Nanoporous Metal-Organic Framework Based on Furan-2,5-Dicarboxylic Acid with High Potential in Selective Adsorption and Separation of Gas Mixtures

Today, due to the momentary release of carbon dioxide and increasing global heat, solutions that prevent the release of this greenhouse gas into the atmosphere are very important. In this work, a nanoporous sorbent with a 3D framework and chemical formula of [Ca-1.5(FDC)(1.5)(DMF)] (MUT-13) (FDC2-= furan-2,5-dicarboxylate, DMF= N,N-dimethylformamide) was prepared in different synthetic routes. Single crystal of MUT-13 was identified by X-ray crystallographic analysis and other physicochemical analyses. Then, with the help of GCMC, the performance of MUT-13 was simulated in the adsorption of various gases (CO2, H-2, C2H2, CH4, and N-2) under different temperature and pressure conditions. Also, the potential of MUT-13 in separating carbon dioxide from binary mixtures (CO2/CH4, CO2/N-2, CO2/H-2 and CO2/C2H2) was investigated.
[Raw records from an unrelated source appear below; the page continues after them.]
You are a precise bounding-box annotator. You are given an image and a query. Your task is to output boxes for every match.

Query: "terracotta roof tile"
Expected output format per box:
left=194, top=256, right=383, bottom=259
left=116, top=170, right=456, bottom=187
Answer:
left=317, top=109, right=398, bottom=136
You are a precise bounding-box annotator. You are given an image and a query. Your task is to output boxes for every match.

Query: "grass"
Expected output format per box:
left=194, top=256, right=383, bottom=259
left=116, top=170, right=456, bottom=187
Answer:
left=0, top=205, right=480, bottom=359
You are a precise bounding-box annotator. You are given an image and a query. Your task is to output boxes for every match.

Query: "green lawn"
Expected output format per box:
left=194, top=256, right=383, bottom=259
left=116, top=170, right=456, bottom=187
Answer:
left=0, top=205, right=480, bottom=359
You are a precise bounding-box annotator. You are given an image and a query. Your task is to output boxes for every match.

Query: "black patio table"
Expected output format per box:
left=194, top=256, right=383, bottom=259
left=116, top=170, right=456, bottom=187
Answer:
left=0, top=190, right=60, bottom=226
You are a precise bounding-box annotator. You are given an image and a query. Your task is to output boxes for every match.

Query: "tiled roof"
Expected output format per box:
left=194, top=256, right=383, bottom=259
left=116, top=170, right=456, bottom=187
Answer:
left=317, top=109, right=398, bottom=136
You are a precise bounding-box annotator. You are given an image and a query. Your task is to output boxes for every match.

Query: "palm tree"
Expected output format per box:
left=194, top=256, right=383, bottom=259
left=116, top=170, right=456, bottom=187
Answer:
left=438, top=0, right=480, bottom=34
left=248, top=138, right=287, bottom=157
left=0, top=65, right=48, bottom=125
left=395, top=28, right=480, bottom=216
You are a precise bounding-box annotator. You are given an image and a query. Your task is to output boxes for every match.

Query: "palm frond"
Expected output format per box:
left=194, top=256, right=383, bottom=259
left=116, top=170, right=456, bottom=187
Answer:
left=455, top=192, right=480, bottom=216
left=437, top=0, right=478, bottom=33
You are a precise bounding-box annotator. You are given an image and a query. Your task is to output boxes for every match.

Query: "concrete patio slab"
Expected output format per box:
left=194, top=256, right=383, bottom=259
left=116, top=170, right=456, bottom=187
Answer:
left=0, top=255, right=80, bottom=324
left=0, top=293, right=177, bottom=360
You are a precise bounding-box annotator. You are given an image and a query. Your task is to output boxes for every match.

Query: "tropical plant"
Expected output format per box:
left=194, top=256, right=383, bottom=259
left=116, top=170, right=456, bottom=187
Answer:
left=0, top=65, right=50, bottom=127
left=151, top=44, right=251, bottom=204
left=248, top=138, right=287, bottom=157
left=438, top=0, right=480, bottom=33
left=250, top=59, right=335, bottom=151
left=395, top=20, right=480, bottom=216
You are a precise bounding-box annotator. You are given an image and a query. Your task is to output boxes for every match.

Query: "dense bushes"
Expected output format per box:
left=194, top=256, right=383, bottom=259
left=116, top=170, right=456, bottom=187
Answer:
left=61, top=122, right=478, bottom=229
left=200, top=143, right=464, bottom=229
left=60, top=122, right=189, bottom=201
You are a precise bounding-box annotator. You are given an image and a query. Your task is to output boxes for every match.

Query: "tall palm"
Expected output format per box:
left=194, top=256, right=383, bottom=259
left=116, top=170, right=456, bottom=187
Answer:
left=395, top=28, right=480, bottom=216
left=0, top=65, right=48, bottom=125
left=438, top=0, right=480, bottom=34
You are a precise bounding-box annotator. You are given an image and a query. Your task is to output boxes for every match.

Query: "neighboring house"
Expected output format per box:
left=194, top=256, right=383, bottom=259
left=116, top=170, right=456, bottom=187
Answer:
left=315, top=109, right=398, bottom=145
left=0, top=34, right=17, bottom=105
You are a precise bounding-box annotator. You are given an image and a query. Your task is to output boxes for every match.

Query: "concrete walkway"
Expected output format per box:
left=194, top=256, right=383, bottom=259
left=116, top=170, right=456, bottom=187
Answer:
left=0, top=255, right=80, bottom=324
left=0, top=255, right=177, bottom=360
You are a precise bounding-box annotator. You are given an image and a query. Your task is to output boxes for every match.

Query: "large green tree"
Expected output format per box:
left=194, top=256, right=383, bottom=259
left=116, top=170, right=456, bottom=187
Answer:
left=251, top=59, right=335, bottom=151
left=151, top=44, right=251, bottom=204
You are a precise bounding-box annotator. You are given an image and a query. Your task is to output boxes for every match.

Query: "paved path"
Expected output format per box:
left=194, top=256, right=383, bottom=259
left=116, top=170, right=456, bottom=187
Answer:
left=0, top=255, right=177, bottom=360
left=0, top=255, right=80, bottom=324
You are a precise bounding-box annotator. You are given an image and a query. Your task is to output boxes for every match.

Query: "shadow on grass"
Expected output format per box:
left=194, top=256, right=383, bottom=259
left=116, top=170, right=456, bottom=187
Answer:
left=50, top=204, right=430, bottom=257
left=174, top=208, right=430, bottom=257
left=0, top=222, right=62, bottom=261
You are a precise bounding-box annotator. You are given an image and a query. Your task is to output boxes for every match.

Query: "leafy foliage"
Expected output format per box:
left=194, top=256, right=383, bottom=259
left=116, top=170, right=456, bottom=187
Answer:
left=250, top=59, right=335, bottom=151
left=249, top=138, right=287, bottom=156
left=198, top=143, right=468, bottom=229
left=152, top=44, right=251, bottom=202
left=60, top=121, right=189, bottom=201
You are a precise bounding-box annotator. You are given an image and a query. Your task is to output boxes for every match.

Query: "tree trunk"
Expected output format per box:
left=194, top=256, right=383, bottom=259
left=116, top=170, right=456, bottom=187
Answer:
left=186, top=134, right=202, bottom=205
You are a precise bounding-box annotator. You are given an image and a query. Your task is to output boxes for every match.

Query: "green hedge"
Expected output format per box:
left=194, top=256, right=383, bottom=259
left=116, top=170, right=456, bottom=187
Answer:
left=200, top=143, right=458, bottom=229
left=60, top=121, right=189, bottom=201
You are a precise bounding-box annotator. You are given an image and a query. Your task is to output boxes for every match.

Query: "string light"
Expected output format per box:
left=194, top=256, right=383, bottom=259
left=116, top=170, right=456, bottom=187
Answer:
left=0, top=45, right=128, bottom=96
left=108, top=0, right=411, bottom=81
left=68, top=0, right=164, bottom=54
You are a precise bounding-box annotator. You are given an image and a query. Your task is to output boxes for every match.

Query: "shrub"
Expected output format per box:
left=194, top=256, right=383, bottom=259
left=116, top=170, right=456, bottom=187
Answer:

The results indicated that the sorption structure has a high capacity to adsorb carbon dioxide (6.2 mmol.g(-1)) and acetylene (5.5 mmol.g(-1)) molecules in environmental conditions. It also shows a separation greater than 5000 and 2000 for the mixture of CO2:H-2 at low and high pressures, respectively. This good performance of MUT-13 in adsorbing and separating carbon dioxide compared to other MOF-based adsorbents can be related to the surface of its pores decorated by the heteroatom of the ligand and the presence of unsaturated metal centers in its structure.